Why is the upper Riemann integral the infimum of all upper sums?

Your question does have some ambiguity. From the wording of your question and comments it appears that you want to know:

Does the limit of upper sums (with respect to partitions getting finer and finer) equal the infimum of all upper sums?


First of all note that when we are dealing with limits of things dependent on a partition of an interval then there are two ways in which the limit operation can be defined:

1) Limit via refinement of a partition: Let $P = \{x_{0}, x_{1}, x_{2},\ldots, x_{n} \}$ be a partition of $[a, b]$ where $$a =x_{0} < x_{1} < x_{2} < \cdots < x_{n} = b$$ A partition $P'$ of $[a, b]$ is said to be a refinement of $P$ (or finer than $P$) if $P \subseteq P'$.

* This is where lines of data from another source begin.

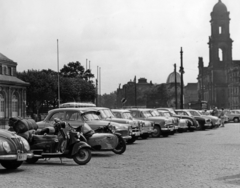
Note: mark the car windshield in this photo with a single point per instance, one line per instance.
(106, 113)
(167, 114)
(146, 114)
(91, 116)
(127, 115)
(154, 113)
(194, 113)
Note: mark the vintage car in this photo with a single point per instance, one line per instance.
(146, 127)
(160, 124)
(169, 121)
(14, 149)
(192, 123)
(232, 115)
(74, 117)
(216, 121)
(182, 123)
(180, 126)
(203, 122)
(106, 114)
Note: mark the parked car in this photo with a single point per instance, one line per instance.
(160, 124)
(169, 121)
(216, 121)
(74, 118)
(146, 127)
(203, 122)
(192, 123)
(14, 150)
(181, 125)
(232, 116)
(106, 114)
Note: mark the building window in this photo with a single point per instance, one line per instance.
(2, 105)
(14, 106)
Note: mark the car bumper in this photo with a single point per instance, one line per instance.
(14, 156)
(126, 137)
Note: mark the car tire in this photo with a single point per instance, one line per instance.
(83, 156)
(32, 160)
(11, 165)
(144, 136)
(121, 147)
(158, 133)
(132, 140)
(235, 120)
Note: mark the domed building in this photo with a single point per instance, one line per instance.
(12, 91)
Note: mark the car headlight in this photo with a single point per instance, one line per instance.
(113, 128)
(6, 146)
(25, 143)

Let $\mathcal{P}[a, b]$ denote the collection of all partitions of $[a, b]$ and let $F:\mathcal{P}[a, b] \to \mathbb{R}$ be a function. A number $L$ is said to be the limit of $F$ (via refinement) if for every $\epsilon > 0$ there is a partition $P_{\epsilon}\in \mathcal{P}[a, b]$ such that $|F(P) - L| < \epsilon$ for all $P \in \mathcal{P}[a, b]$ with $P_{\epsilon} \subseteq P$.

2) Limit as norm of parititon tends to $0$: If $P = \{a = x_{0}, x_{1}, x_{2}, \ldots, x_{n} = b\}$ is a partition of $[a, b]$ then the norm $||P||$ of partition $P$ is defined as $||P|| = \max_{i = 1}^{n}(x_{i} - x_{i - 1})$.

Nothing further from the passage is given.